By Paul Koch –
I had an interesting conversation with a few of my colleagues the other day about preaching. We weren’t talking about preaching in our own congregations but in the strange environs of other churches. The conversation turned from a discussion about being invited to preach at your childhood church (or some sort of district event) to the offers made by church bureaucrats to come and preach in the church where you are called to serve.
Now perhaps many of you don’t even know that such a thing happens, but trust me, it does. Every so often you receive mail from some bureaucrat or washed up pastor making a second go of it by trying to garner support for a new missionary opportunity or Synodical pet-project by offering to “preach” in your congregation. What they are really doing is coming to give your congregation a prepackaged commercial.
What concerns me is that there must be a great amount of acceptance out there for these commercials to be heard in our churches. Why else would they send out the letters if they don’t get any takers? I can’t begin to tell you how distasteful I find this. It would be like me writing you and inviting myself to come into your home on Thanksgiving and carve the turkey. Now I can carve one hell of a turkey, but what right do I have to invite myself to do it at your place?

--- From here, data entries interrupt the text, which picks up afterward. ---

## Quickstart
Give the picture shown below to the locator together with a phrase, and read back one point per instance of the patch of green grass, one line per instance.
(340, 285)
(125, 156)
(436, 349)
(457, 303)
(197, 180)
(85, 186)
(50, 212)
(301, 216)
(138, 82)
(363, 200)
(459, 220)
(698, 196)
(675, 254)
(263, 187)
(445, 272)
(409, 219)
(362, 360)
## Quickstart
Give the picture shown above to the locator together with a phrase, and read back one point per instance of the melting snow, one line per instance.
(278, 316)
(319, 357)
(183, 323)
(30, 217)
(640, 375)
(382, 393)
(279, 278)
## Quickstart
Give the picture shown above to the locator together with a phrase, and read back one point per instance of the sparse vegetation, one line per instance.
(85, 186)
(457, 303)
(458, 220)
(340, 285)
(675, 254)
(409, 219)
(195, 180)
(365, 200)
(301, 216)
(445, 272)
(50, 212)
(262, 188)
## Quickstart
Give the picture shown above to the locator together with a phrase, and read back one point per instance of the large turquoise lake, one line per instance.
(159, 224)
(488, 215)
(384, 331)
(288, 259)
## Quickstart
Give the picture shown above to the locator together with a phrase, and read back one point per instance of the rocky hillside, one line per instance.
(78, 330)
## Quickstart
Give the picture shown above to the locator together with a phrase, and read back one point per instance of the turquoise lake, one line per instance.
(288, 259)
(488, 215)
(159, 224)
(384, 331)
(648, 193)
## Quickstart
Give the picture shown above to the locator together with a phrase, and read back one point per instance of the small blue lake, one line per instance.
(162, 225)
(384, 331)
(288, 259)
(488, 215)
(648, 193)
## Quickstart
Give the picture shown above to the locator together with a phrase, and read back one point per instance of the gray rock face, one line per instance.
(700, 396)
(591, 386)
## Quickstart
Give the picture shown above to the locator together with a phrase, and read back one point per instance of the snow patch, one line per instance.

Aside from the hubris, it is a bit terrifying that we would opt for a commercial over our regular sermons. So, what does that say about our regular sermons?
Then again, perhaps we are missing the boat with the possible benefits of such commercials. After all, they give us some extra time off from preaching; it means less work, more time for whatever the hell it is a pastor does when they are not preparing a sermon. In fact, if we just go all in we could make a tidy profit from embracing commercials.
I remember visiting a church down in Florida a few years ago with my family. They had these really nice large flat screen TV’s mounted on each side of the chancel wall. My daughter leaned over and whispered, “Dad, what are the TV’s for?” And I answered, “For the commercials.” To which she just nodded and continued coloring on her bulletin as if commercials were the most natural thing in a church (after all they were on TV).
But really, think of the possibilities. I could be getting discounts or even freebies by allowing commercials. “Your pastor’s shoes were provided by Johnson and Murphy.” It’s not like it would have to run all service long, just a spot during the prelude and postlude – maybe the high dollar sponsors can get a shout out during communion distribution. Hey, I like the sound of that! After all, if Thrivent can get a plug in the bulletin why not my mechanic or favorite bar? I mean, why waste a captive audience, right? Just think of the kickbacks… I mean, the increased capital for ministry.
And for those of us who don’t have TV’s or projection screens in our sanctuaries, not to worry. We could simply sew patches on our stoles so they would look like NASCAR racing suits. Hey, I think I just solved your church’s budget worries.
If your Sunday sermon began with the words, “This sermon is sponsored by…” How would you finish the sentence?